The RtfTexter abstract class allows you to extract text contents from an Rtf file, using one of the RtfStringTexter or RtfFileTexter derived classes.
It has been designed to be of simple use ; instantiate an object, then use either the AsText() or SaveTo() methods to retrieve the text contents from an Rtf file or save them to an output file, respectively.
Here is the version using Rtf contents available in a string :
$contents = file_get_contents ( 'myfile.rtf' ) ;
$texter = new RtfStringTexter ( $contents ) ;
echo $texter -> AsText ( ) ;
And here is the file-based version :
$texter = new RtfFileTexter ( 'myfile.rtf' ) ;
echo $texter -> AsText ( ) ;
The following paragraphs describe the methods and properties available in the RtfTexter classes.

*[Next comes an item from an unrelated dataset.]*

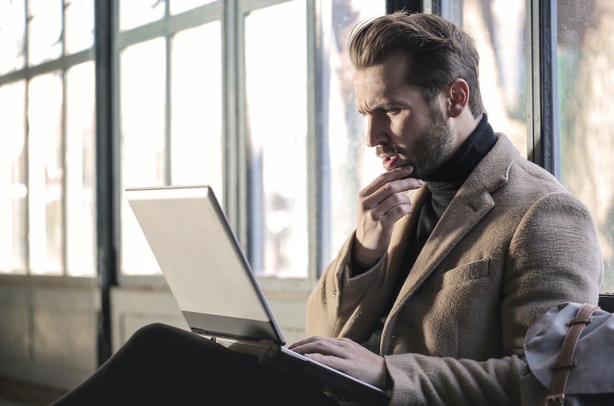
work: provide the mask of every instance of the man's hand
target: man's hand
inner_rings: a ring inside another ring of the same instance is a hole
[[[418,189],[419,179],[407,177],[413,167],[402,166],[382,174],[358,194],[354,263],[368,269],[384,255],[394,224],[411,212],[411,202],[402,192]]]
[[[386,390],[388,369],[383,357],[349,339],[314,335],[294,343],[289,350]]]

The constructor of the RtfStringTexter class has the following signature :
$texter = new RtfStringTexter ( $rtf_contents, $options = self::TEXTEROPT_ALL, $page_width = 80 ) ;
while the RtfFileTexter version is :
$texter = new RtfFileTexter ( $filename, $options = self::TEXTEROPT_ALL, $page_width = 80 ) ;
The meaning of the parameters is the following :
rtf_contents (string) : Rtf contents whose text parts are to be extracted.

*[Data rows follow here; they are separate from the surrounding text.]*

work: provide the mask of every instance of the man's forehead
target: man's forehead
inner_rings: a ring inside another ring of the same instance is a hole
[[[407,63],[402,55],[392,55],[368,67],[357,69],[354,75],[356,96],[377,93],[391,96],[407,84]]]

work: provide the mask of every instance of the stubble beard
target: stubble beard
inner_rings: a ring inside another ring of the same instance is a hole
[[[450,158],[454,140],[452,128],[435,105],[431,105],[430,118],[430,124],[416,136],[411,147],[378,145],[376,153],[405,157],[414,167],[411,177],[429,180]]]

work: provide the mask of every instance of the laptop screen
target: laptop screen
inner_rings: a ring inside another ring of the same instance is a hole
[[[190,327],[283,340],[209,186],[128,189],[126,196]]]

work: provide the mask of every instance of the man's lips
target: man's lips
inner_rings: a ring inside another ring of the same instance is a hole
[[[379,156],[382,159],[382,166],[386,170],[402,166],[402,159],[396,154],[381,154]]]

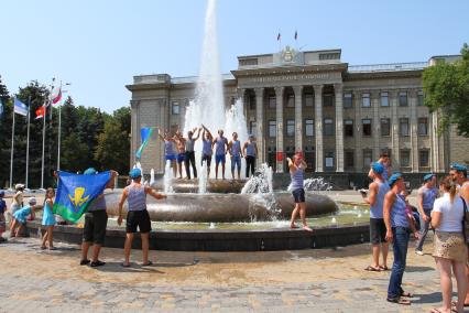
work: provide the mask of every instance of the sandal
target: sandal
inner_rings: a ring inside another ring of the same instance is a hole
[[[395,304],[402,304],[402,305],[411,305],[411,301],[406,299],[402,299],[401,296],[397,298],[386,298],[388,302],[395,303]]]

filename (string) : name of a file contaning Rtf data whose text contents are to be extracted.
options (integer) : a combination of the following text-extraction options :
- TEXTEROPT\_INCLUDE\_PAGE\_HEADERS : include page headers in the output (see Notes).
- TEXTEROPT\_INCLUDE\_PAGE\_FOOTERS : include page footers in the output.
- TEXTEROPT\_INCLUDE\_PAGE\_TITLES : A synonym for :
TEXTEROPT_INCLUDE_PAGE_HEADERS | TEXTEROPT_INCLUDE_PAGE_FOOTERS
- TEXTEROPT\_USE\_FORM\_FEEDS : use form feeds to seperate pages. Works only for new sections or new pages (\\setcd and \\page Rtf tags).
- TEXTEROPT\_WRAP\_TEXT : normally, all the text is written on a single line, until a new paragraph, page or section is started. This option ensures some basic text wrapping over several lines, making sure each line does not exceed $page_width columns (or the value specified by the $PageWidth property).
- TEXTEROPT\_EOL\_STYLE\_DEFAULT, TEXTEROPT\_EOL\_STYLE\_WINDOWS, TEXTEROPT\_EOL\_STYLE\_UNIX : specifies the end of line characters to be used for each end of line. The default one is given by the PHP_EOL constant.
- TEXTEROPT\_ALL : enables all of the above options.
page_width (integer) : Indicates the maximum number of columns to be used when reformatting text (if the TEXTEROPT\_WRAP\_TEXT option has been specified).
Notes regarding page headers and footers :
Since the RtfTexter class does not try to evaluate the current vertical position in a page, page headers and footers will only appear once per section, unless a \\page tag is encountered.
AsText ( )
The AsText() method returns text contents extracted from the underlying Rtf data.
SaveTo ( $filename )
Extracts text contents from the underlying Rtf data and saves them to the specified filename.
Returns the string used for end of lines when generating extracted text contents.
Gets/sets the text extraction options (see the $options parameter of the class constructor).
Gets/sets the maximum number of columns to be used when the TEXTEROPT\_WRAP\_TEXT option has been specified.